Send images via image_url content blocks. Both data URLs and HTTPS URLs work; the gateway forwards bytes to vision-capable models (GPT-5-x, Claude Sonnet/Opus 4.x, Gemini, Doubao Vision).
{
  "model": "gpt-5-4",
  "messages": [
    {
      "role": "user",
      "content": [
        {"type": "text", "text": "What's in this image?"},
        {
          "type": "image_url",
          "image_url": {
            "url": "data:image/jpeg;base64,/9j/4AAQSkZJRg..."
          }
        }
      ]
    }
  ]
}
The detail field ("low" / "high" / "auto") is honored on models that support it.

Cross-model routing

This endpoint accepts any ByteSpike catalog model in the model field — the gateway translates the OpenAI shape to each model’s native protocol transparently:
{"model": "gpt-5-4", "messages": [...]}
{"model": "claude-sonnet-4-6", "messages": [...]}
{"model": "gemini-3-1-pro", "messages": [...]}
{"model": "deepseek-v4-pro", "messages": [...]}
{"model": "kimi-k2-6", "messages": [...]}
Caveats:
  • response_format: {"type": "json_schema"} requires a model that supports structured outputs natively (GPT 4.x+, some Gemini Pro variants). Other models return a 400 unsupported_feature.
  • seed is best-effort; cross-model determinism isn’t guaranteed.
  • tool_calls.arguments always returns a JSON string regardless of model — even on Claude models that internally return structured input.
Full catalog: GET /v1/models. Pricing per model: bytespike.ai/pricing.

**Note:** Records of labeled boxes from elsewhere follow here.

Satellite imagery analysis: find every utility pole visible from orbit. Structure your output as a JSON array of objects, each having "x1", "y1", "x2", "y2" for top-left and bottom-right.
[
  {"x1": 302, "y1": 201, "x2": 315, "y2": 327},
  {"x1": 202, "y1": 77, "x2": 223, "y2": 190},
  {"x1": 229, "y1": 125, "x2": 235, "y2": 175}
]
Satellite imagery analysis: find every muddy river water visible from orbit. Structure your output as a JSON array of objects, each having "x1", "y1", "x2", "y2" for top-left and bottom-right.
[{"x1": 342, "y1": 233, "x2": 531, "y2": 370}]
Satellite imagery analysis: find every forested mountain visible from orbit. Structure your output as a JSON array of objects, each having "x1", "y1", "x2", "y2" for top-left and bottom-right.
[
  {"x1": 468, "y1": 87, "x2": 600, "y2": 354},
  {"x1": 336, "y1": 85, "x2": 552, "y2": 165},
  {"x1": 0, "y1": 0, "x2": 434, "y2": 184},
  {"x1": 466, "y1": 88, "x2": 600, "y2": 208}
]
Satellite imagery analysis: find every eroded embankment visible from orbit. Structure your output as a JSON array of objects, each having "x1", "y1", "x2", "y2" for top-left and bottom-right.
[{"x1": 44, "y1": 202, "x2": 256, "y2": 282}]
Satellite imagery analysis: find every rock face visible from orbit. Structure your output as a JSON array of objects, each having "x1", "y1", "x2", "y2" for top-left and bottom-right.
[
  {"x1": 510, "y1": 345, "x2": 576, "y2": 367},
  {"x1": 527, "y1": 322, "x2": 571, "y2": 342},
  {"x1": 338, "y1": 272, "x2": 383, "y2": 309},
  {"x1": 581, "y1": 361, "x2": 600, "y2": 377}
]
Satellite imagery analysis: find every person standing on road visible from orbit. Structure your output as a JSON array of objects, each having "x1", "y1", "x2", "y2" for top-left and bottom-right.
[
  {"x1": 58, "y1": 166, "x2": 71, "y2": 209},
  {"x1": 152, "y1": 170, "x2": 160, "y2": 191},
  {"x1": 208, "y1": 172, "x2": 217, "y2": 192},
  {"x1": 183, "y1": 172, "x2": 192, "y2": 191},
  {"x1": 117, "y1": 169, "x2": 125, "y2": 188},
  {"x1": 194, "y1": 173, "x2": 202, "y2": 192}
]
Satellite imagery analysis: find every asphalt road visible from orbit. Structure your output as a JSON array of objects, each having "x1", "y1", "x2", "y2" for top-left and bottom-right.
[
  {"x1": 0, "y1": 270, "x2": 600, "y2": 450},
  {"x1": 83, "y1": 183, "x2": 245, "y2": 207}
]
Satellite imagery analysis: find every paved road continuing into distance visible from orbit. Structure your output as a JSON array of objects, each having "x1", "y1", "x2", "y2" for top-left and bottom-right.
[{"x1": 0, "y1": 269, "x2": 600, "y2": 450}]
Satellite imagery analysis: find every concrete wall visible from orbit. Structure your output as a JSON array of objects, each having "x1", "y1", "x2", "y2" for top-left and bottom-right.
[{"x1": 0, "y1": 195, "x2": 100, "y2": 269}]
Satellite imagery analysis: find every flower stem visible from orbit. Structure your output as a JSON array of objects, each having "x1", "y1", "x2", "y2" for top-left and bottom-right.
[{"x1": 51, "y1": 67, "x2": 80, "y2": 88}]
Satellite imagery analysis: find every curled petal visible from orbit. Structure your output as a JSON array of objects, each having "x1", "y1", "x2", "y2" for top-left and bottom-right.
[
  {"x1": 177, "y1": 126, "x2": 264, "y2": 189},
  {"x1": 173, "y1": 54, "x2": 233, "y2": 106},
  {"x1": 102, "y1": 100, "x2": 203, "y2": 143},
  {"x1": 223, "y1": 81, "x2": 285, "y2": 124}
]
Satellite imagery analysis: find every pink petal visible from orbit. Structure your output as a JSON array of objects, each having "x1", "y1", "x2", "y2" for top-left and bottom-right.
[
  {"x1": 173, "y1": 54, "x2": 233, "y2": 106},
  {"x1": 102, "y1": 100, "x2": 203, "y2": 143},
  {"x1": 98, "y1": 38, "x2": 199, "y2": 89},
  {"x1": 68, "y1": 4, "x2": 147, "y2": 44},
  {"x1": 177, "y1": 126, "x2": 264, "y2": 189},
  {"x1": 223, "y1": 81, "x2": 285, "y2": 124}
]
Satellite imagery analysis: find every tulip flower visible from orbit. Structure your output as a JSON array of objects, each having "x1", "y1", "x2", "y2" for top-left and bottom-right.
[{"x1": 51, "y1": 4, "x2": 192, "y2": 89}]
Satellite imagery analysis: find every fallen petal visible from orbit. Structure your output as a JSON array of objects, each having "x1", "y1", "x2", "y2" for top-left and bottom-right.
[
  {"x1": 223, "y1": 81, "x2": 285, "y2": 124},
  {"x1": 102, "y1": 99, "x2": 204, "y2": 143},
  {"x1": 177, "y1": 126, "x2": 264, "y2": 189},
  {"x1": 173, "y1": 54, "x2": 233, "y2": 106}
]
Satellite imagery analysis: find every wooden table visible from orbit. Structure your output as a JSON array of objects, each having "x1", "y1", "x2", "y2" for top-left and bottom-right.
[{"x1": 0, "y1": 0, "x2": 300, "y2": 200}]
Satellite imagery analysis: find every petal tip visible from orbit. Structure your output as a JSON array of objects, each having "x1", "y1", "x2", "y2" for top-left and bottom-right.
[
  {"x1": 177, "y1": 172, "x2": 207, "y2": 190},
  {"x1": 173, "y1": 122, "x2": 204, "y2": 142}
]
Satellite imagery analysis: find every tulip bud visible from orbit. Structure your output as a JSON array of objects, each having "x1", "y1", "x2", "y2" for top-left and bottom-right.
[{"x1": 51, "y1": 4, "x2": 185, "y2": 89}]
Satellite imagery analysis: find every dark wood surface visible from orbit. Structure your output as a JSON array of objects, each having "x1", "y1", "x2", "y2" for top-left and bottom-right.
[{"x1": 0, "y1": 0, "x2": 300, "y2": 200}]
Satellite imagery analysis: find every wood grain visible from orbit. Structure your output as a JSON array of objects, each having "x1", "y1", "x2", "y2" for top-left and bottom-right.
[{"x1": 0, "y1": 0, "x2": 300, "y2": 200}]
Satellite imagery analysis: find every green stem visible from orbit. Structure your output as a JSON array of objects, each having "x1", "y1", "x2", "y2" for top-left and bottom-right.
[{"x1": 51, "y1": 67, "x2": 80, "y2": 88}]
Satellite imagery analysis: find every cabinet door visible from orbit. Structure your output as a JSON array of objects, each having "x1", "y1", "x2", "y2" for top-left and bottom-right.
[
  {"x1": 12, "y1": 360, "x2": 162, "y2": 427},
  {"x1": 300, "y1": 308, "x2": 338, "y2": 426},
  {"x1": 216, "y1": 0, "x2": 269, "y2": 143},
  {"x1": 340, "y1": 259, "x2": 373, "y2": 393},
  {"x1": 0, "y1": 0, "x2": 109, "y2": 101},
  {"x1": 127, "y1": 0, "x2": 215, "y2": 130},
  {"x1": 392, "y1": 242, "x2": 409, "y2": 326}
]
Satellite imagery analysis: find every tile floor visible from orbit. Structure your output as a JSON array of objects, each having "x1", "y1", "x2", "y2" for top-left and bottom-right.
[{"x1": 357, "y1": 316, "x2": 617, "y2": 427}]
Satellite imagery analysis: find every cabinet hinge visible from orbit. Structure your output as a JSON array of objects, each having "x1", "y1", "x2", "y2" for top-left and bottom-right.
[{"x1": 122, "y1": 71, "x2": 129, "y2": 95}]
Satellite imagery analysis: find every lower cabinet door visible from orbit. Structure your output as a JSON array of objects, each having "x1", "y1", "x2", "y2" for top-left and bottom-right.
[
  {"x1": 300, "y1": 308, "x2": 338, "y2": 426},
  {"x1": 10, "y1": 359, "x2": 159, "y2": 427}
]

Rate limiting & quota headers

HeaderNotes
x-ratelimit-limit-requestsRequests/min cap for your tier.
x-ratelimit-remaining-requestsRemaining in the current window.
x-ratelimit-reset-requestsSeconds until the bucket refills.
x-ratelimit-limit-tokensTokens/min cap.
x-ratelimit-remaining-tokensTokens remaining in this window.

Errors

All non-2xx responses are free — failures don’t bill. Body shape matches OpenAI’s error envelope:
{
  "error": {
    "type": "rate_limit_error",
    "code": "rate_limit_exceeded",
    "message": "You exceeded your current requests-per-minute budget.",
    "param": null
  }
}
Statuserror.typeTrigger
400invalid_request_errorBody validation failed. Message identifies the field.
400invalid_request_error (code unsupported_model)Model slug not in scope or retired.
400invalid_request_error (code unsupported_feature)E.g. response_format: json_schema on a non-structured-output model.
401authentication_errorMissing / revoked key.
402insufficient_creditsWallet exhausted — top up at console.bytespike.ai/billing.
403permission_errorScope denied, IP not allowlisted, or model gated.
404not_found_errorPath typo or unknown model id.
429rate_limit_errorTier rate-limit. Backoff per x-ratelimit-reset-*.
5xxapi_error / overloaded_errorUpstream provider issue. Free + automatic retry envelope.

SDK example

OpenAI Python SDK, base URL flipped:
from openai import OpenAI

client = OpenAI(
    api_key=os.environ["BYTESPIKE_API_KEY"],
    base_url="https://llm.bytespike.ai/v1",
)

r = client.chat.completions.create(
    model="claude-sonnet-4-6",   # Claude through the OpenAI shape
    messages=[{"role": "user", "content": "Hello!"}],
)
print(r.choices[0].message.content)
No SDK fork needed — the upstream openai package is the one we test against.